By Rosaland Tyler
Associate Editor
New Journal and Guide
About four years after a Louisville officer opened fire on Breonna Taylor in her own Louisville apartment, jurors convicted the killer; but is it time to do better?
George Floyd’s killer, Derek Chauvin, a former Minneapolis police officer, was convicted in 2021, after he shot and killed Floyd in 2020. Chauvin, 45, was convicted of second-degree unintentional murder, third-degree murder and second-degree manslaughter. Jurors deliberated for more than 10 hours over two days before coming to their decision, according to news reports.
Earlier, James Earl Ray stood before a Memphis judge in March 1969 and pleaded guilty to the Rev. Dr. Martin L. King’s 1968 murder in order to avoid the electric chair. Ray was sentenced to 99 years in prison.
Why does it take so long to convict a White who kills a Black?
Consider the facts: About four years after Taylor’s shooting, in 2020, a 12-member, federal jury finally convicted a former Kentucky police detective of using excessive force on Taylor during a botched 2020 drug raid that left her dead.
Former Louisville police officer Brett Hankinson, 48, fired 10 shots into Taylor’s glass door and windows during the raid. The conviction against Hankison carries a maximum sentence of life in prison. He will be sentenced on March 12 by U.S. District Judge Rebecca Grady Jennings.
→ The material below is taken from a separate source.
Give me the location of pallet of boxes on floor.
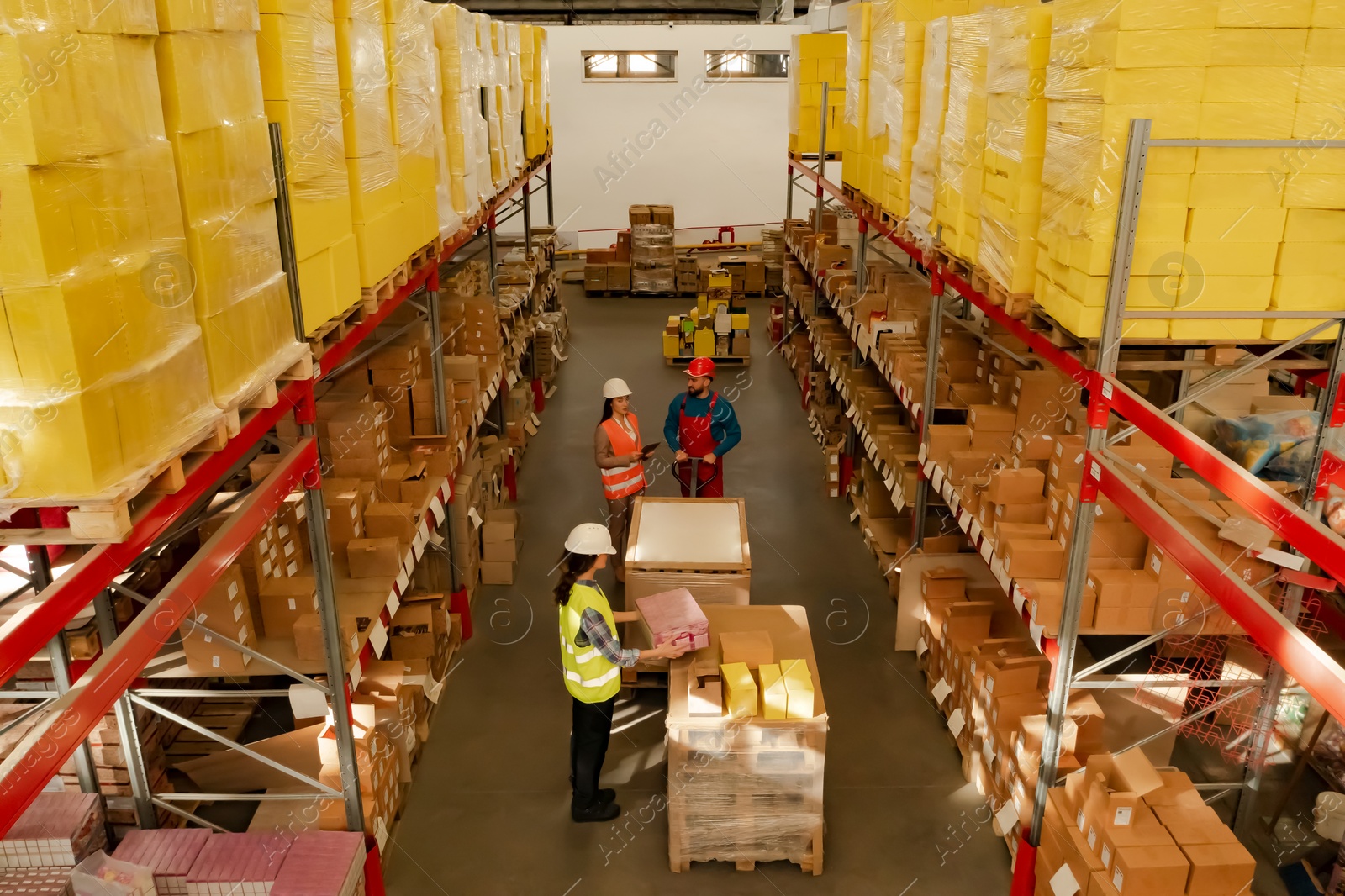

“We hope the jury’s verdict recognizing this violation of Ms. Taylor’s civil and constitutional rights brings some small measure of comfort to her family and loved ones who have suffered so deeply from the tragic events of March 2020,” said Assistant Attorney General Kristen Clarke of the Justice Department’s Civil Rights Division.
Hankison “violated one of the most fundamental rules of deadly force: If they cannot see the person they’re shooting at, they cannot pull the trigger.”
In 2022, the federal government filed civil rights charges against four Louisville police officers over the drug raid that led to Taylor’s death in 2020.
The charges – most of which stem from the faulty drug warrant used to search Taylor’s home – are an effort to hold law enforcement accountable for the killing of the 26-year-old medical worker.